The Attica Correctional Facility in Wyoming County, N.Y., is infamously known for the 1971 riot by inmates demanding better treatment. Inmates held 40 correction officers hostage for five days, which ultimately resulted in a massacre by New York State Police. The gunfire left 39 people killed, including 10 guards.

Still ongoing is a grassroots movement push to shut down the infamous prison. A few months ago, the Sept. 14 Coalition to End Mass Incarceration and Close Attica met with Deputy Security for Public Safety of New York state Elizabeth Glazer, who represented Gov. Andrew Cuomo’s office, to discuss the closing of the correctional facility in Wyoming County.

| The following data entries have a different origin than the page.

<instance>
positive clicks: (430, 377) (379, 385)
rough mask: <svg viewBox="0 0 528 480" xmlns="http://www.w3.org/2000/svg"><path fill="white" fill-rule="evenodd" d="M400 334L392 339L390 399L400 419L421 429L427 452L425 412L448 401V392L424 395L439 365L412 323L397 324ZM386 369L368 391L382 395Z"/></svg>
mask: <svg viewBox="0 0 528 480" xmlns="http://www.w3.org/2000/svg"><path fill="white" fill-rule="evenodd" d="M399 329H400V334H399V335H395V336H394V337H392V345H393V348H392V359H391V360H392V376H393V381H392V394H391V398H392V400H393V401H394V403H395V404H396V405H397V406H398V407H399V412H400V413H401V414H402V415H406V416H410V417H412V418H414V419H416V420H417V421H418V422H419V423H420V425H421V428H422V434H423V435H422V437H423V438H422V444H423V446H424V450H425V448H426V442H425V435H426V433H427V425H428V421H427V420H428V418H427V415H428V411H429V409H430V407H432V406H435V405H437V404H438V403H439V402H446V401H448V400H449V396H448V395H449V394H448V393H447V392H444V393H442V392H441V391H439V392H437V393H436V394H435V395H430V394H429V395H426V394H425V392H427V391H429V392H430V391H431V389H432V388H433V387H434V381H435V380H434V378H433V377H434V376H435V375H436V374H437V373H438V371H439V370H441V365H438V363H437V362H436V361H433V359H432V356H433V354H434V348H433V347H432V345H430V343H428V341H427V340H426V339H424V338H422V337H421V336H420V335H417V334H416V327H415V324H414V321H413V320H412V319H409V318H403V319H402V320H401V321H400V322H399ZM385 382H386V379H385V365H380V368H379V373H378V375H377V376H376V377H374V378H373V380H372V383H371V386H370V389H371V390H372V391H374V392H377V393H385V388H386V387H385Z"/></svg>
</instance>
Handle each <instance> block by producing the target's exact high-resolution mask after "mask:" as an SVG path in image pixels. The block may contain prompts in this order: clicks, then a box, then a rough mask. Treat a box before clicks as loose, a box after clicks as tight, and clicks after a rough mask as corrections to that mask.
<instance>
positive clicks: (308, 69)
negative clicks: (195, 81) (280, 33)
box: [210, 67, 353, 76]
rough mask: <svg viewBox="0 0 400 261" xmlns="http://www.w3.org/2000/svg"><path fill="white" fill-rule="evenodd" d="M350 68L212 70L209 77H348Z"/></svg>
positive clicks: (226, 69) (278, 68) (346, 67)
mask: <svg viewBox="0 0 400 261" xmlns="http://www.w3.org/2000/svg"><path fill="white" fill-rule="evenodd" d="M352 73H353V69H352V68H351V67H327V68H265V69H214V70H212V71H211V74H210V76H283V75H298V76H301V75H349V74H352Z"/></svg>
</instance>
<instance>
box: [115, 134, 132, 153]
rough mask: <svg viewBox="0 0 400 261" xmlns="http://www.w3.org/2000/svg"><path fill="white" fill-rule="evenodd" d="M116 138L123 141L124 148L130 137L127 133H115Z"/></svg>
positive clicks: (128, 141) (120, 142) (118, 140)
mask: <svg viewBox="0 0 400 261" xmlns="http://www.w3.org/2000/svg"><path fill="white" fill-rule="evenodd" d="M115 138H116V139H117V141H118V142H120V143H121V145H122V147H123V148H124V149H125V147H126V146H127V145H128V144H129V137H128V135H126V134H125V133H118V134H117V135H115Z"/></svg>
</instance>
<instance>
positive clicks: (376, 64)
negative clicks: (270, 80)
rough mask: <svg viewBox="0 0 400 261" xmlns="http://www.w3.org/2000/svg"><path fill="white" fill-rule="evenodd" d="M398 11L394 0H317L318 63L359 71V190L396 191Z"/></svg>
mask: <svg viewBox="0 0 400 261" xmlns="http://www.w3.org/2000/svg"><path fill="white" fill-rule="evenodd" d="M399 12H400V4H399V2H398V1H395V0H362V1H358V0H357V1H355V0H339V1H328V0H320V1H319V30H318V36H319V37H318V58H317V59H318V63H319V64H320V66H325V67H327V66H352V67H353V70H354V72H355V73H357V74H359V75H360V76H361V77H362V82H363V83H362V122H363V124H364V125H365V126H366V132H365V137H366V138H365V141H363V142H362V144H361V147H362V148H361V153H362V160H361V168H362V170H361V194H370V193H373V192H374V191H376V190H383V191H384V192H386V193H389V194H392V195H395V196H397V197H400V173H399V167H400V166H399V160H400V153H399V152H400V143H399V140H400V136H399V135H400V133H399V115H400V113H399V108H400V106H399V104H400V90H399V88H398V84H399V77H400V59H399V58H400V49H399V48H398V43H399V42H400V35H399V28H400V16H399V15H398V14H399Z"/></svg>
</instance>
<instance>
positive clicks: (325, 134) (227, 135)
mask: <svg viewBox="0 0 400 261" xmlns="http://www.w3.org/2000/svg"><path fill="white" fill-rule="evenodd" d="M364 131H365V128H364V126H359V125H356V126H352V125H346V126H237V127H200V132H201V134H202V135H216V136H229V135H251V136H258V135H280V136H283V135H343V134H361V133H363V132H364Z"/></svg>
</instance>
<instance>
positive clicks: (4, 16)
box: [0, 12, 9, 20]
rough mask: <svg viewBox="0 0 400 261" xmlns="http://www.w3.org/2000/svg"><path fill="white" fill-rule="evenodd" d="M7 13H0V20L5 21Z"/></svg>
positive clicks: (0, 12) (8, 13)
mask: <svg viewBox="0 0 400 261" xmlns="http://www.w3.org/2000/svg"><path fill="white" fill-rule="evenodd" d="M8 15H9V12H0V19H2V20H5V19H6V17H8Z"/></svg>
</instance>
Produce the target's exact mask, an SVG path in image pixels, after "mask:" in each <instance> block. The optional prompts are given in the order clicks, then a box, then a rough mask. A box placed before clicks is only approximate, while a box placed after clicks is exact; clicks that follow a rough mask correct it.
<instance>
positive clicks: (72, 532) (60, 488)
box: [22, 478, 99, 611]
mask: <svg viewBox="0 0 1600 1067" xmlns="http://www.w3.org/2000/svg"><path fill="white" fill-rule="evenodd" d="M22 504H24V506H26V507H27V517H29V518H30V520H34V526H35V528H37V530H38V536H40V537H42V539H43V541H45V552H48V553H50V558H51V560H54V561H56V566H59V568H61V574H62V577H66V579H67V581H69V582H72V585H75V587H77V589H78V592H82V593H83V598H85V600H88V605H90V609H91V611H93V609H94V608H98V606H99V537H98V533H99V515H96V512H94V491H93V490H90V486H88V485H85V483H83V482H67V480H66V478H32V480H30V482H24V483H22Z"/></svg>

Suzanne Ross, who was present at the event, said that even though Glazer was receptive to their points about Attica’s condition, maximum security prisons could not be closed because they are overcrowded.

“Many of these prisoners don’t need to be in maximum security prison,” Ross said, “so if they were to be reclassified, they wouldn’t be in maximum security prisons, and Attica could be closed.”

Executive Director of the Correctional Association of New York Soffiyah Elijah also said reclassification would be a solution. Elijah added that the incarcerated get classified based on the nature of their offense and whether they have a record–and that classification sticks with them. She suggested periodical reviews of the incarcerated, giving them the opportunity to be reclassified and relocated. The problem, she said, is that “the system currently is not set up to reclassify anyone.”

Lewis Webb Jr. of the American Friends Service Committee also attended the meeting with the governor’s office. Webb said that aside from the killings that took place in 1971 at Attica, the prison is far from the New York City area, where most of the inmates are from, making visitations more difficult.